Sergio Villanova-Marquez's Profile
Great article! The last cruise I went on had an interesting presentation on the effects of climate change. I thought it was strange that they would present such a topic at the time (and that there wasn’t any mention of climate change in the title or the description of the event). Still, they presented a lot on climate change’s negative impact on reef life and made no pains to hide that there was an economic benefit for the cruise industry to some extent–no reef life, no excursions to see the reef life.
Thank you for your balanced approach in assessing Nestle. Like most companies, there are certainly two sides to Nestle’s efforts. Polypropylene is one of the bag styles Nestle uses with certain products, and it is widely used across the pet care industry. It appears to be recyclable; however, many recycling facilities are ill-equipped to process it, so it ends up in the trash.
Mr. Harvard, I enjoyed your writing and recommendations to CVS. My question is if they have the ability to change customer behavior for older customers which constitute a large majority of prescription sales? https://hpi.georgetown.edu/agingsociety/pubhtml/rxdrugs/rxdrugs.html It would definitely be a smart (very) long-term play to capture younger generations age they age, but CVS will need to find creative ways to bring its customer base along for any initiative to work in the short-term.
This is a great topic! In thinking about how Farm Friend can retain its position when companies like DJI have the ability to forward integrate, I believe that DJI has little interest in playing the middle man and will be better suited to stick to its expertise within making the drones themselves. However, what Farm Friend is doing is easily replicable, so it will come down to relationships with farmers and drone pilots. Farm Friend’s best play would be to create loyalty and continue expanding to other marketplaces–admittedly, easier said than done.
I think unilateralism is a more accurate term. Isolationism would be avoiding any entanglements whatsoever both diplomatically and economically.

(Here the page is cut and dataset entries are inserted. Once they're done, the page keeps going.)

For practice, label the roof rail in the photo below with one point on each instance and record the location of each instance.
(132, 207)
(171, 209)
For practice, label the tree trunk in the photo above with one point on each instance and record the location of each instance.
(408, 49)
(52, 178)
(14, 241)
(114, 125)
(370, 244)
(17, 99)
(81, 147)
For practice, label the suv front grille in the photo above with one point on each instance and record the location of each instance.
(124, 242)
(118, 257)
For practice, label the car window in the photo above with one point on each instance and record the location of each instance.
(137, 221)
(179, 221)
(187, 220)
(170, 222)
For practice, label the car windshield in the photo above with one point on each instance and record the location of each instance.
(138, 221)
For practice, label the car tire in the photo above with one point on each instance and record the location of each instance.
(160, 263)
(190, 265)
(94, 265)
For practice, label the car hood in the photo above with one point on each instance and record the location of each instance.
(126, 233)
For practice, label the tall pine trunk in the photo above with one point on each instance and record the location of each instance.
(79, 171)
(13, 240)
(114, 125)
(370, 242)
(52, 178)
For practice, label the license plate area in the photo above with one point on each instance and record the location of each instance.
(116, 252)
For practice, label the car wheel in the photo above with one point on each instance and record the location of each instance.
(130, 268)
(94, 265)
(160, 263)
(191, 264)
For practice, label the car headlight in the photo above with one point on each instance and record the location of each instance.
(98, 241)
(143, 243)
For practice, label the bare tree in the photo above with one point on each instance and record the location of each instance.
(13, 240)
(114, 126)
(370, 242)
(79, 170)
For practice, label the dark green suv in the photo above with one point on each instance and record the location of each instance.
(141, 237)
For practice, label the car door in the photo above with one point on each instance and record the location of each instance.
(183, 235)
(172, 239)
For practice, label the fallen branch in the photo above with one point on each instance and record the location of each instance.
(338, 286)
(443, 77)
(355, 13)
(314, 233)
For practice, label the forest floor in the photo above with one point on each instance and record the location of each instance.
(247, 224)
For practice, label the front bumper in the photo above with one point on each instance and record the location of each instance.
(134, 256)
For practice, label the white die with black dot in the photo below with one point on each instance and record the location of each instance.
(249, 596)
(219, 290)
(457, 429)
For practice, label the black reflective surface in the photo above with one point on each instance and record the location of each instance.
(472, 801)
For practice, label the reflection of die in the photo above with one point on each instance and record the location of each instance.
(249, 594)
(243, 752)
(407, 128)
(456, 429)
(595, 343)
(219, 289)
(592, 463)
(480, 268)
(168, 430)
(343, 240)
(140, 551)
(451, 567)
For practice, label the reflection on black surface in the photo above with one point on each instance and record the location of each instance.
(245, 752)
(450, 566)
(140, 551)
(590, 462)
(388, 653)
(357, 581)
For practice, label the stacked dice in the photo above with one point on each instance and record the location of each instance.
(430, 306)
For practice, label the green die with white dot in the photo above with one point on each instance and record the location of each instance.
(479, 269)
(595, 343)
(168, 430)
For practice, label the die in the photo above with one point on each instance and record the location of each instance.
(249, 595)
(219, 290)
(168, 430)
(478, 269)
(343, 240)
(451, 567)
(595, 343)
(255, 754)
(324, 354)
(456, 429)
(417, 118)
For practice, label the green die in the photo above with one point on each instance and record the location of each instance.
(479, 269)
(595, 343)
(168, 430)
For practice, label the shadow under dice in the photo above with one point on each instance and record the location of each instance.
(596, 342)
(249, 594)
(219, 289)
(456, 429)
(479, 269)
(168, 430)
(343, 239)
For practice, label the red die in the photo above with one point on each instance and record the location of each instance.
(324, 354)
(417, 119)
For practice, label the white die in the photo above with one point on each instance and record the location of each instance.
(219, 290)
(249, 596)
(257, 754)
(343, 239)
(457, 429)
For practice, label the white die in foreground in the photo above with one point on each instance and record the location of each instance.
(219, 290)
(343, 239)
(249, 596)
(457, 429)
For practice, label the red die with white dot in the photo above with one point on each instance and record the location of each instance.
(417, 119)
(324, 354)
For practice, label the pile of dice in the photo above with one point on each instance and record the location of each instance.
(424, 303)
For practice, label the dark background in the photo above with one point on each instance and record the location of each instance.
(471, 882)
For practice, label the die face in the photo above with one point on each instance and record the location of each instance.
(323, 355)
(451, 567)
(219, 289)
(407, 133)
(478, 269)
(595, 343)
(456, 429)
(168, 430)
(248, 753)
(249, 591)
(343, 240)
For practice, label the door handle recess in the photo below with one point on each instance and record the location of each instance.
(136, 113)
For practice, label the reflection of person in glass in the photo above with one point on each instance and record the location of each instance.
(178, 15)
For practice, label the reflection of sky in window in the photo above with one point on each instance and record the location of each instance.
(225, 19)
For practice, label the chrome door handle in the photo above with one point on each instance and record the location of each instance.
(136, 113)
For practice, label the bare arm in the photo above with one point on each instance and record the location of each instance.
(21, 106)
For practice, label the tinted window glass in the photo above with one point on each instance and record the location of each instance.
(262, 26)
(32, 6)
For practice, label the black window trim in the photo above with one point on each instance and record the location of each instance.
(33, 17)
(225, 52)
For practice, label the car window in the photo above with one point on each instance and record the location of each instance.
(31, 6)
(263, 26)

Unilateralism seeks the best terms of agreement for oneself, but does not preclude engagement with other parties. On the scale from acting solely in a nation’s own interest, and being a charity organization for other countries, where should a government fall? Any shift will be met with disdain because it’s a relative scale. In a global economy where these shifts can happen, companies simply need to be prepared or at least be aware of the possibility of “unfair” trade conditions.

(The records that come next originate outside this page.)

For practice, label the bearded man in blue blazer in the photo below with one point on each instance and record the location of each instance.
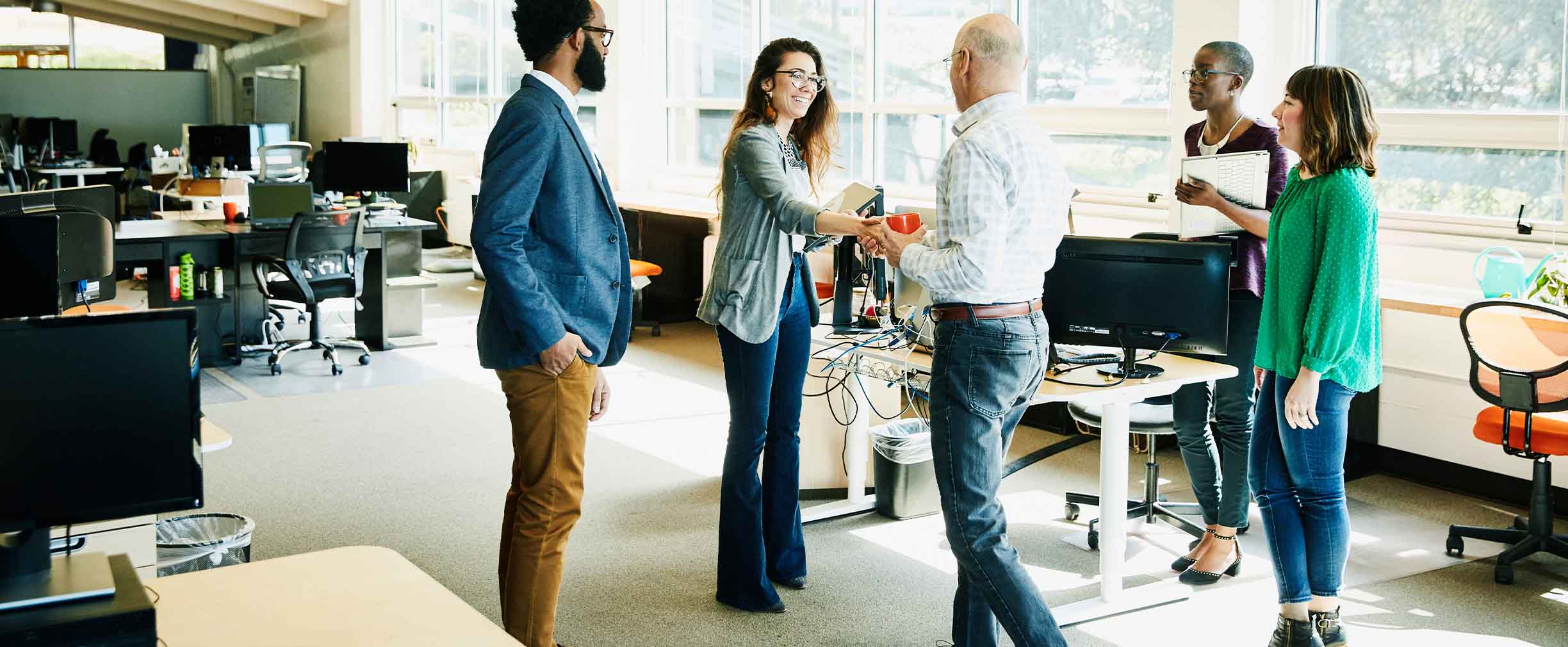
(557, 298)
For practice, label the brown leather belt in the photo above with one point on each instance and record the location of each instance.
(985, 312)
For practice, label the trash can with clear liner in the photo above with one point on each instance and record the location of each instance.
(203, 541)
(904, 470)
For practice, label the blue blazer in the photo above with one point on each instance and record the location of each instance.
(550, 238)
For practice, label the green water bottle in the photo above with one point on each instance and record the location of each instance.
(187, 278)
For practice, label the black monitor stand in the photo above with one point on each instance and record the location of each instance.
(29, 577)
(1129, 367)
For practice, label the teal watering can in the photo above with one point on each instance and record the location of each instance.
(1501, 273)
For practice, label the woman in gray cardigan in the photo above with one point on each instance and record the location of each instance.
(764, 303)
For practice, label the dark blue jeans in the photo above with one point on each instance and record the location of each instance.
(760, 521)
(982, 378)
(1299, 480)
(1217, 461)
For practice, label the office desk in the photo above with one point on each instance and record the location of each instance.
(342, 597)
(394, 252)
(1112, 463)
(79, 173)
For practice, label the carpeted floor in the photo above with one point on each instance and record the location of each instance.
(414, 453)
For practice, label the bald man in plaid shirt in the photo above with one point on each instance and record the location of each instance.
(1001, 210)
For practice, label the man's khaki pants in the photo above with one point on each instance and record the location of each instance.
(550, 430)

That’s a great point about consolidated orders. I always find it sad (but understandable from a logistics standpoint) when I place orders at the same time from an online retailer and they come separately (and not due to stock-outs or availability). I imagine it’s due to inventory being held at different locations, but the amount of packaging used is always overboard, and is as much as doubled if two items come separately. With Amazon Prime and more and more retailers, the incentive is I can order this right now because I can place an order later and don’t have to pay anything. At this point, changing the culture, a difficult, long-term play, would be necessary to incentivize consolidating orders. Minimum order sizes have just become annoying.
As alluded to above, obsolete might not be the best word choice–despite being an extremely catchy title. However, there is no doubt that either Deloitte and similar auditing firms will benefit greatly and either 1. be more productive with the same resources or 2. not need the same amount of people. I have a hard time believing that CAATs haven’t increased productivity (which is essentially reducing the number of needed CPAs for the amount of work done.) Thoughtful, conscientious, integrity-centered people will always be necessary to make sure a system functions.